The PDF spec describes the table as:
The cross-reference table contains information that permits random access to indirect objects within the file [...]
The table shall contain a one-line entry for each indirect object, specifying the byte offset of that object within the body of the file. [...]
Each cross-reference section shall begin with a line containing the keyword xref. Following this line shall be one or more cross-reference subsections [...]. For a file that has never been incrementally updated, the cross-reference section shall contain only one subsection, whose object numbering begins at 0. [...]
The subsection shall begin with a line containing two numbers separated by a SPACE (20h), denoting the object number of the first object in this subsection and the number of entries in the subsection. [...]
Following this line are the cross-reference entries themselves [...]

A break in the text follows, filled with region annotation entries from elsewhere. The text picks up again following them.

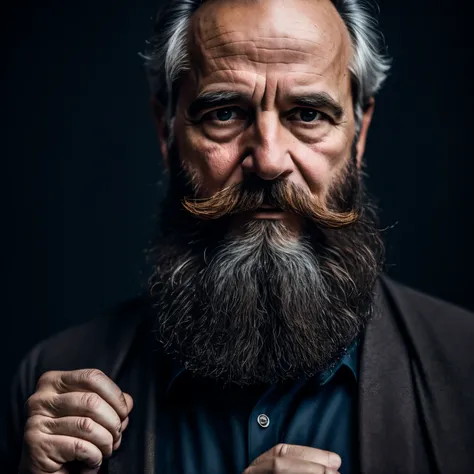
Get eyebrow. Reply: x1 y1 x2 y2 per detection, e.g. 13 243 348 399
188 91 344 120
290 92 344 120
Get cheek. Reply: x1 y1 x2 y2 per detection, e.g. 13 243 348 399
294 126 352 196
176 124 240 197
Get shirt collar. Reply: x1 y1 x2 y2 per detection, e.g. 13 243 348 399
166 342 359 393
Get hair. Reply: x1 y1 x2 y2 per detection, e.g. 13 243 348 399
141 0 390 132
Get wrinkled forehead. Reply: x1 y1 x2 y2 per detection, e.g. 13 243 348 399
189 0 351 77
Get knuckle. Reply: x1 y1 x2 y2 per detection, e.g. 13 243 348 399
26 392 42 416
23 430 41 448
81 392 102 411
273 443 288 458
25 415 44 431
271 457 286 474
80 369 105 385
36 370 58 387
73 438 87 455
114 419 122 436
76 417 94 433
99 433 114 456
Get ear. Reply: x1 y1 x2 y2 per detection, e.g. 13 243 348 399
356 97 375 169
151 98 169 169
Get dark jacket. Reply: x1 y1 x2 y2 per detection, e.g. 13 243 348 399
0 278 474 474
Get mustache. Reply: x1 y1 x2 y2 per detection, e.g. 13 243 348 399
182 179 361 229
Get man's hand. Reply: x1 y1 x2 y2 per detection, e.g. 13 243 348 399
243 444 341 474
20 369 133 474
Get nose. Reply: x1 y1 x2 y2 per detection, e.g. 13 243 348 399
241 111 293 180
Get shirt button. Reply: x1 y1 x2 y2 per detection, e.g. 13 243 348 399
257 414 270 428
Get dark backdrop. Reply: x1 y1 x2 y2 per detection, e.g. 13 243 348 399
0 0 474 418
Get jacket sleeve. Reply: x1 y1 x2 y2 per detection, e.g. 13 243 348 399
0 345 40 474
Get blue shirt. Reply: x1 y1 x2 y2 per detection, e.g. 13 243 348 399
156 347 358 474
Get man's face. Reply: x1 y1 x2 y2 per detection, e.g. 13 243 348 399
150 0 383 385
168 0 355 231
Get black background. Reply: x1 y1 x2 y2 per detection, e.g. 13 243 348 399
0 0 474 418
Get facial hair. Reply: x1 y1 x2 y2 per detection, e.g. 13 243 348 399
150 143 383 385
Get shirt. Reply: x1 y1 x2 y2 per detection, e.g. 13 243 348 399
155 346 358 474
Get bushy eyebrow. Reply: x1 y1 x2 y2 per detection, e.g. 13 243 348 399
188 91 250 117
288 92 344 120
188 91 344 120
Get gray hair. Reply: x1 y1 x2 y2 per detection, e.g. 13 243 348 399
142 0 390 133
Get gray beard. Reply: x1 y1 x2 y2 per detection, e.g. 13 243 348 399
150 206 383 385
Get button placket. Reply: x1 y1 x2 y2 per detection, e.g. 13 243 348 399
257 413 270 428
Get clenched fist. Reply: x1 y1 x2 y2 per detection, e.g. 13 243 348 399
243 444 341 474
20 369 133 474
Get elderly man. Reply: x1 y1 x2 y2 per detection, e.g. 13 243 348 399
1 0 474 474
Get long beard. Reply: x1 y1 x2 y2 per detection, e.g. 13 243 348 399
150 143 383 385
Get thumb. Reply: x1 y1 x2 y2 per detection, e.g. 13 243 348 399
123 392 133 413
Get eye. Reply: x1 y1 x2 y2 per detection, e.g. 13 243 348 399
290 108 327 123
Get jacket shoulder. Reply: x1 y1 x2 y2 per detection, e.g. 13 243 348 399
0 297 152 472
381 277 474 362
30 297 151 374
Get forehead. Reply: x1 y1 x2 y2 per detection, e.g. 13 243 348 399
189 0 351 90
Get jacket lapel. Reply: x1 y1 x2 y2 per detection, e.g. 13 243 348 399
359 284 431 474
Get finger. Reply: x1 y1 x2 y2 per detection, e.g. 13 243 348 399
122 416 130 433
56 369 132 420
37 416 114 457
31 392 122 442
32 435 102 472
123 392 133 413
251 444 342 469
243 457 339 474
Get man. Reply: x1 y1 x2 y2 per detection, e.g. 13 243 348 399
1 0 474 474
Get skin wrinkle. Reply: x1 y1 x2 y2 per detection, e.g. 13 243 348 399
176 2 352 210
150 0 383 385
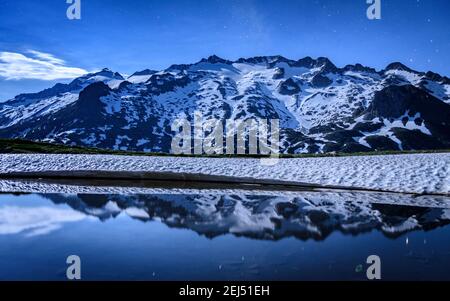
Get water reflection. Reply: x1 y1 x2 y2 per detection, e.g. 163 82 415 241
0 192 450 241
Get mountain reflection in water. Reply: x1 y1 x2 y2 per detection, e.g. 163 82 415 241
23 192 450 241
0 191 450 281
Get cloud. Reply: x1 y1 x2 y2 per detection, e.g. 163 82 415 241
0 50 88 80
0 206 86 237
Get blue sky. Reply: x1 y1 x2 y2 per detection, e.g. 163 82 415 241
0 0 450 100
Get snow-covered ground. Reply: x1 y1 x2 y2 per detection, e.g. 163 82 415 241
0 153 450 194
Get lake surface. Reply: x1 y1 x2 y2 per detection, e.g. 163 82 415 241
0 191 450 280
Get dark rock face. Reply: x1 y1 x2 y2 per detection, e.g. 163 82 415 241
312 74 333 88
365 136 399 151
278 78 301 95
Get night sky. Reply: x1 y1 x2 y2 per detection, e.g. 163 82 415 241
0 0 450 100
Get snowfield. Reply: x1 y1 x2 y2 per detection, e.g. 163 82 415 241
0 153 450 194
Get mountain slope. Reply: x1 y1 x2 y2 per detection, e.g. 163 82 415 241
0 56 450 153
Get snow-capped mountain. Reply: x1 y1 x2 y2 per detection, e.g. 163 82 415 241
0 56 450 153
43 192 450 240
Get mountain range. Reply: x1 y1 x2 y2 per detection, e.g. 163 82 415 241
0 56 450 154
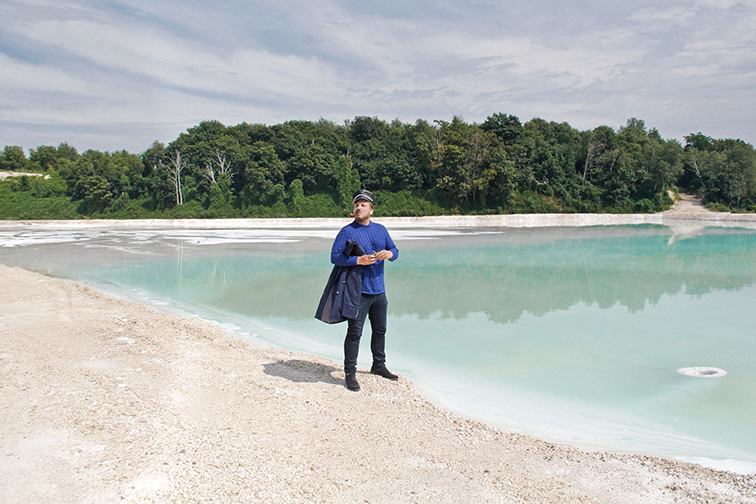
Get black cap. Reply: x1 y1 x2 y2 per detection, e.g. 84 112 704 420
352 189 373 204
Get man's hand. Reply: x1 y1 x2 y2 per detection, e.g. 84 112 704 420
375 250 394 261
357 250 394 266
357 254 377 266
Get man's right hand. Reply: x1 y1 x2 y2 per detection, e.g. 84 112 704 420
357 254 377 266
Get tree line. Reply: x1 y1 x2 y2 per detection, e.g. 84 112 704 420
0 113 756 219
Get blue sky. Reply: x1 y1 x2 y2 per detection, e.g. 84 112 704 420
0 0 756 153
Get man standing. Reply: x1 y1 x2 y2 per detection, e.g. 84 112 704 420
331 189 399 391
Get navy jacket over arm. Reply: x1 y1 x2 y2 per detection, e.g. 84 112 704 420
315 240 365 324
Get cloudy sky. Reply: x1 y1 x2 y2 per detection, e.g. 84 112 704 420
0 0 756 153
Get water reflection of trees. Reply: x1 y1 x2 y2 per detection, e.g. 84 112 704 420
390 233 756 323
174 226 756 323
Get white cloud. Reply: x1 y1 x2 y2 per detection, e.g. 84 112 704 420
0 0 756 150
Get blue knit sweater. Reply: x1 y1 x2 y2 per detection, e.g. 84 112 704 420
331 221 399 294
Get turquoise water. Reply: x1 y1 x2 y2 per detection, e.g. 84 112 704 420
0 226 756 472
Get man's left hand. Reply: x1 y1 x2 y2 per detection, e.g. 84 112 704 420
375 250 394 261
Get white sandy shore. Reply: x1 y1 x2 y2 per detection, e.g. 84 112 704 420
0 196 756 503
0 265 756 503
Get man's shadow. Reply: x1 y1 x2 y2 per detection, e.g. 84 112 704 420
263 359 344 385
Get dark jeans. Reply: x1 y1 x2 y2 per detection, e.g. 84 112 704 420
344 292 388 374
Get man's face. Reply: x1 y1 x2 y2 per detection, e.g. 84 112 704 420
354 200 373 222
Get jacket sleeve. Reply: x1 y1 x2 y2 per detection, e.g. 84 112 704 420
331 229 357 267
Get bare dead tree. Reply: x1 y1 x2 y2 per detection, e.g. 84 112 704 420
205 161 217 184
215 149 234 182
690 153 706 189
583 140 604 180
205 149 235 184
168 151 186 205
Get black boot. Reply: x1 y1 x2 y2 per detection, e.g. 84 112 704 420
346 373 360 392
370 366 399 380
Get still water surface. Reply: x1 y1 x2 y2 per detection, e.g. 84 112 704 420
0 226 756 472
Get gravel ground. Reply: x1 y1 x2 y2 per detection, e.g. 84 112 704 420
0 265 756 504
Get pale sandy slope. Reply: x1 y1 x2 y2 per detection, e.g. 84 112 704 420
0 266 756 504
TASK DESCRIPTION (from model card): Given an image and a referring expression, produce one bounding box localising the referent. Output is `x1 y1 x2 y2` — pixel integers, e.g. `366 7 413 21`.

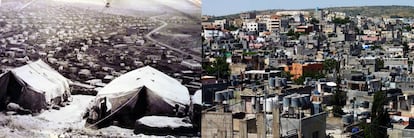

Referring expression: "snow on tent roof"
11 60 71 101
97 66 190 104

There are two kinds of cross-reference entries: one for objects that are in use and another for objects that have been deleted and therefore are free. [...] The first entry in the table (object number 0) shall always be free
xref_table() { pdf="$1"; cat <<-EOF
xref
0 $(number_of_entries "$pdf")
$(xref_entries "$pdf")
EOF
}I implement these somewhat sloppily:
number_of_entries() {
strings "$1" \
| sed 's/%.*//; #remove comments' \
| LC_CTYPE=POSIX grep -oE "$pdf_obj_pattern" \
| wc -l \
| awk '{ print $1 + 1 }' # add 1 for free obj 0
} # this is an approximation
pdf_obj_pattern='(^|[[:space:]])[0-9]+[[:space:]]+0[[:space:]]+obj($|[[:space:]])'(Note)
This number_of_entries will not work for every PDF. The Locale POSIX specifies exactly all PDF's whitespace characters (but could contain more). grep assumes objs not across lines.
To finish the table:
the cross-reference entries themselves, one per line. Each entry shall be exactly 20 bytes long, including the end-of-line marker. [...]
The byte offset in the decoded stream shall be a 10-digit number, padded with leading zeros if necessary, giving the number of bytes from the beginning of the file to the beginning of the object. It shall be separated from the generation number by a single SPACE. The generation number shall be a 5-digit number, also padded with leading zeros if necessary. Following the generation number shall be a single SPACE, the keyword n, and a 2-character end-of-line sequence consisting of one of the following: SP CR, SP LF, or CR LF. [...]
(object number 0) shall always be free and shall have a generation number of 65,535
xref_entries() { pdf="$1"
printf '0000000000 65535 f \n'
number_of_objs=$(( $(number_of_entries "$pdf") - 1 ))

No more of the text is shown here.